Figure 3. Unfolding two helices of bacteriorhodopsin revealed 14 stable intermediate states (In for n = 1–14, with I0 representing the fully folded helices), most of which had never been detected before. (a) Force–time plots show the molecule hopping among the third, fourth, and fifth intermediates, indicated by the dashed lines. As highlighted by the green segments in the bottom panel, sometimes intermediates are occupied for just a few microseconds. (b) The first five intermediates, schematically shown here, span the unfolding of half of the first (dark blue) helix. The orange and purple curves indicate the likelihood of various unfolding and refolding transitions. (Adapted from ref. 2.)

Figure 3. Unfolding two helices of bacteriorhodopsin revealed 14 stable intermediate states (In for n = 1–14, with I0 representing the fully folded helices), most of which had never been detected before. (a) Force–time plots show the molecule hopping among the third, fourth, and fifth intermediates, indicated by the dashed lines. As highlighted by the green segments in the bottom panel, sometimes intermediates are occupied for just a few microseconds. (b) The first five intermediates, schematically shown here, span the unfolding of half of the first (dark blue) helix. The orange and purple curves indicate the likelihood of various unfolding and refolding transitions. (Adapted from ref. 2.)

Close modal

The surfeit of data is just the beginning; just what it all means remains to be seen. Comments Michael Woodside of the University of Alberta in Edmonton, “As we’ve seen repeatedly in other contexts, an order-of-magnitude increase in resolution often leads to big changes in understanding of the underlying physics. I expect something similar to happen here.”

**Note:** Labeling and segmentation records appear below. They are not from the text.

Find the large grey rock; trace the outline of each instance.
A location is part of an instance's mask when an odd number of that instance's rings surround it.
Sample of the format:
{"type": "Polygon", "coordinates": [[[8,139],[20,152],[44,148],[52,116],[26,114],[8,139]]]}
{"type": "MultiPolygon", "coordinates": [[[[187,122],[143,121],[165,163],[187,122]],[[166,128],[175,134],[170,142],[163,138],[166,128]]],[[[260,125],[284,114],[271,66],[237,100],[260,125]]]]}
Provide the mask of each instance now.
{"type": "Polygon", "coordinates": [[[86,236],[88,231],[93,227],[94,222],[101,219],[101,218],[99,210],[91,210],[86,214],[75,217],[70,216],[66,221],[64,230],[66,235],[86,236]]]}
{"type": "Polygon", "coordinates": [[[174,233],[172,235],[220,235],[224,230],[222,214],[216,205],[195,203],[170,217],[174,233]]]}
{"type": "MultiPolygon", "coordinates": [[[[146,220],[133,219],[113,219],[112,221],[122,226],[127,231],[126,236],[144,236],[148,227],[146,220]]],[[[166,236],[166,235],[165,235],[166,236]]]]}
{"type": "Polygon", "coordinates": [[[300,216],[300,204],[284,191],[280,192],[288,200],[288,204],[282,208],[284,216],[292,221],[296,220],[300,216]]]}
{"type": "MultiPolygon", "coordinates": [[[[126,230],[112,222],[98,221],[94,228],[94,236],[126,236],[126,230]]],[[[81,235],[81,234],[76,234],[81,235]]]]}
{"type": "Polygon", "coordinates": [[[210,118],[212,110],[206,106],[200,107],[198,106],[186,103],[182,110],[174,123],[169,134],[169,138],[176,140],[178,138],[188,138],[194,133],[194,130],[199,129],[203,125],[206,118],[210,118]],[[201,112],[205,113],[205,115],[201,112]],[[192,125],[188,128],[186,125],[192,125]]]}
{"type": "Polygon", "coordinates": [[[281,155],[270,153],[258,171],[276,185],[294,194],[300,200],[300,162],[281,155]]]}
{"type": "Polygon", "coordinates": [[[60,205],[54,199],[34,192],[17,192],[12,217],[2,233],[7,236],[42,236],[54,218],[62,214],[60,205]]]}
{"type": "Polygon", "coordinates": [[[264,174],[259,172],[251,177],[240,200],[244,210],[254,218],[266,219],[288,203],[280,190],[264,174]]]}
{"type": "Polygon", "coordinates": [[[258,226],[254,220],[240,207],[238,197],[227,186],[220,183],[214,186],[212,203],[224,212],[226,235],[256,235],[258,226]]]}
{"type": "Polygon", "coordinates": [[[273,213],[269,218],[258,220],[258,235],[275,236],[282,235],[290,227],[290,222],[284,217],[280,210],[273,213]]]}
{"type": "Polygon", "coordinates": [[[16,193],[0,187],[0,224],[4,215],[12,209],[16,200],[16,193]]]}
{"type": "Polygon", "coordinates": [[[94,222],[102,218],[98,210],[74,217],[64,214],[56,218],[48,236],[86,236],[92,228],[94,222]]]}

Perkins and colleagues’ modified AFM apparatus isn’t the only way to obtain a microsecond view of biomolecular folding. Last year, Woodside and colleagues achieved similar resolution by tethering each end of a molecule to a bead held in an optical trap. (See Physics Today, June 2016, page 14.) That approach is useful for some applications, but it has the disadvantage of requiring a custom-built setup. Using a commercial AFM instrument, even with a few modifications, is much easier.

And Perkins is hoping for a day when researchers won’t have to make those modifications themselves. “None of our cantilever improvements are covered by a patent or pending patent,” he says, “and there’s no reason why cantilever companies and AFM manufacturers can’t implement 90% of them using wafer-scale manufacturing.” In the short term, he’s collaborating with other groups to demonstrate the cantilevers’ scientific applicability; in the longer term, he hopes those studies will spur demand for manufacturers to commercialize the modified cantilevers.